More than 3 years have passed since last update.

Deep Learning Specialization (Coursera) 自習記録 (RNN W1)

Last updated at 2020-08-10Posted at 2020-08-10

はじめに

Deep Learning Specialization の RNN, Week 1 (RNN W1) の内容です。
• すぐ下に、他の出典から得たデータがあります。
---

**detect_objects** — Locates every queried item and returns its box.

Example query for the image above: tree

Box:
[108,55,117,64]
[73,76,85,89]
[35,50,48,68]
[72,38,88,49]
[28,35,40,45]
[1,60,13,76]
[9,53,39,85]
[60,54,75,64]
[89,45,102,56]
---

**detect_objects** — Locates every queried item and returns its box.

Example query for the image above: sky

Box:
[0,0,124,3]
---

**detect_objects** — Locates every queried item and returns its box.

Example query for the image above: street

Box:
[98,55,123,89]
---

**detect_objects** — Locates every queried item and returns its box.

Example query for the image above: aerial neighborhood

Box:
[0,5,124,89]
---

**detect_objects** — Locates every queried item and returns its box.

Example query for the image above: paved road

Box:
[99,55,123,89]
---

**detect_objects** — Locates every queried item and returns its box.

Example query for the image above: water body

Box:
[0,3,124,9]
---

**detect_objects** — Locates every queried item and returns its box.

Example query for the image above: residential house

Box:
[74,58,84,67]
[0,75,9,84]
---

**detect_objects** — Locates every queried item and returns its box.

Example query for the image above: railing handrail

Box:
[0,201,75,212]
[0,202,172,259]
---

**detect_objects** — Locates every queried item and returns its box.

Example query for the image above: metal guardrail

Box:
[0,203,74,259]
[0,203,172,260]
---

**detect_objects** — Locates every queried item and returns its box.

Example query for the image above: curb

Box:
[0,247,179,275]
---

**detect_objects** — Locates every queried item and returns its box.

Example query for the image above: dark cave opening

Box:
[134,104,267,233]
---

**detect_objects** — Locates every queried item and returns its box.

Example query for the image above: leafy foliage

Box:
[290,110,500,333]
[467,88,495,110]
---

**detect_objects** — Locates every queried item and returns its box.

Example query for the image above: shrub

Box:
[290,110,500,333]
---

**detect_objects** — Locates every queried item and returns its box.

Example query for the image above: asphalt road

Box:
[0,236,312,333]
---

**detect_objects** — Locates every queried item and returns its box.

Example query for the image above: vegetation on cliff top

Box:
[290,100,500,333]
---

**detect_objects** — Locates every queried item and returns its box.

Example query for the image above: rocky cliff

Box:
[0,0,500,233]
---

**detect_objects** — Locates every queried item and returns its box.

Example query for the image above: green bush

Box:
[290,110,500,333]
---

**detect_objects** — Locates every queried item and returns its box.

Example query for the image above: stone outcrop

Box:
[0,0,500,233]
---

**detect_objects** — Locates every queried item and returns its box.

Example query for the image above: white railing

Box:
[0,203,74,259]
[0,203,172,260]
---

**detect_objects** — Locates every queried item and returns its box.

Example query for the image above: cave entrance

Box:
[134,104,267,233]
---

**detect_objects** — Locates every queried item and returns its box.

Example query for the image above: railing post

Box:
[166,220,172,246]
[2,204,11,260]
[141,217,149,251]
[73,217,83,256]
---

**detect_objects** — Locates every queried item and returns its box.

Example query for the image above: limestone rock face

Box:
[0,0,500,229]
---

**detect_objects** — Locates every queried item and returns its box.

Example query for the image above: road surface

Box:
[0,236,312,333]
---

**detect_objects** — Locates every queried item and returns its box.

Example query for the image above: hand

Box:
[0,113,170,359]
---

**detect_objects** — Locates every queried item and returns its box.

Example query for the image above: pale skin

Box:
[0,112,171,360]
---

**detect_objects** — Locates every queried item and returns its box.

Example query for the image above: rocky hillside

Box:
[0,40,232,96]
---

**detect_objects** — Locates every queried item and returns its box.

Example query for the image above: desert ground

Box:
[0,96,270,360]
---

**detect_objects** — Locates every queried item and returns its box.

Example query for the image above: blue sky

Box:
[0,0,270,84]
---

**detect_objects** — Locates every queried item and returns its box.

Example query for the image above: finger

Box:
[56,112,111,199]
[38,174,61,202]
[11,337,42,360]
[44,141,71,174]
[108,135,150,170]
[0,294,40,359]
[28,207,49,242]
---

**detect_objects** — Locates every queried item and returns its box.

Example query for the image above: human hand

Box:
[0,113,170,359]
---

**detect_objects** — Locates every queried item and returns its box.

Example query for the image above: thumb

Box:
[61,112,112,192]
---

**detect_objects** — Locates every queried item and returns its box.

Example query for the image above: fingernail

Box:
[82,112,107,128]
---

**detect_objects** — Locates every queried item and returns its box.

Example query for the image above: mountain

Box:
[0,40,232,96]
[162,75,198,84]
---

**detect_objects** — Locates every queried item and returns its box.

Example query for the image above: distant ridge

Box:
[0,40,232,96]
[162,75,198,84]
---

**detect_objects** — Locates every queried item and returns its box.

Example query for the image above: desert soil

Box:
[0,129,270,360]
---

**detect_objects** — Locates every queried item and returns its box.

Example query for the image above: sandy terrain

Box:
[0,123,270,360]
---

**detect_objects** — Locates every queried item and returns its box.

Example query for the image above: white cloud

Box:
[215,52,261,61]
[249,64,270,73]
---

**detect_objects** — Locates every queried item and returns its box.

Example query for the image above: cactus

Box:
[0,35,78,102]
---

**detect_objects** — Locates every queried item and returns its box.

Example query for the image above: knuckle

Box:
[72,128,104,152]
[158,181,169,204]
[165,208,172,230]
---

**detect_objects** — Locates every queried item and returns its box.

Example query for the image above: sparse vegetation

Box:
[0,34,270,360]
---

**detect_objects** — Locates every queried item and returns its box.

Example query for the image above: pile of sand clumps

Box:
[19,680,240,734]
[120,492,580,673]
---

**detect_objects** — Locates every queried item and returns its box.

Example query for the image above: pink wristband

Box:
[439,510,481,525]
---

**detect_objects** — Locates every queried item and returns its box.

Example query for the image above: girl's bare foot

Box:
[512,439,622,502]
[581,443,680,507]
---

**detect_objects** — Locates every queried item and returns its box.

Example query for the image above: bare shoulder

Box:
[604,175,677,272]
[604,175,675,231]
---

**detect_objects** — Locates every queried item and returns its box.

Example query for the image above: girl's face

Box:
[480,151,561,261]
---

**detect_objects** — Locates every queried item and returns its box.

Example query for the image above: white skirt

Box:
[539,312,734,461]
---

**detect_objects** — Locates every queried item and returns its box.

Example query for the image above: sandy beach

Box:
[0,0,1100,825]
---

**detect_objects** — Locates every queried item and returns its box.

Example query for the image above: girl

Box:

(RNN W1L01) RNN Model - Introduction, Motivation, Why Sequence Model

内容

RNN のモデルの説明
- Outputs from previous step are fed as input to the current step
- Has hidden state which remembers information about a sequence
- Have memory
- $h_t = f(h_{t-1}, X_t)$
Sequential data の例
- 機械翻訳 ; 単語は独立していなくて，前後の単語に依存している
- Name entity recognition
- Sentiment classification
- Word prediction

(RNN W1L02) Sentence / Word Representation

内容

notation
- $X^{(i)}$ ; $i$-th input sentence
- $X^{(i)<t>}$ ; $t$-th word of $i$-th sentence
- $T_X$ ; 語数
- $Y^{(i)}$ ; $i$-th output sentence
Word presentation
- Need to define Dictionary (Vocabulary)
- Represent each word by One-Hot Encoding (denotes position of a word in the Vocabulary)

(RNN W1L03) RNN Model

内容

普通の network を使うときの課題
- Inputs, outputs can be different lengths in different examples.
- Doesn't share feature learned across different position of text
RNN の弱点
- 前の情報は使えるが，後ろの情報を使えない (それを解決するために，Bidirectional RNN (BRNN) がある)

Forword Propagation

a^{<0>} = \vec{0} \\
a^{<t>} = g_1 \left( W_{aa} a^{<t-1>} + W_{ax} X^{<t>} + b_a  \right) \\
\hat{y}^{<t>} = g_2 \left( W_{ya} a^{<t>} + b_y \right)

activation function
- $g_1$ ; $\tanh$ か ReLU
- $g_2$ ; sigmoid

simplified RNN notation


a^{<t>} = g\left( W_a \left[a^{<t-1>} , X^{<t>} \right] + b_a \right) \\
\hat{y}^{<t>} = g\left( W_y a^{<t>} + b_y  \right)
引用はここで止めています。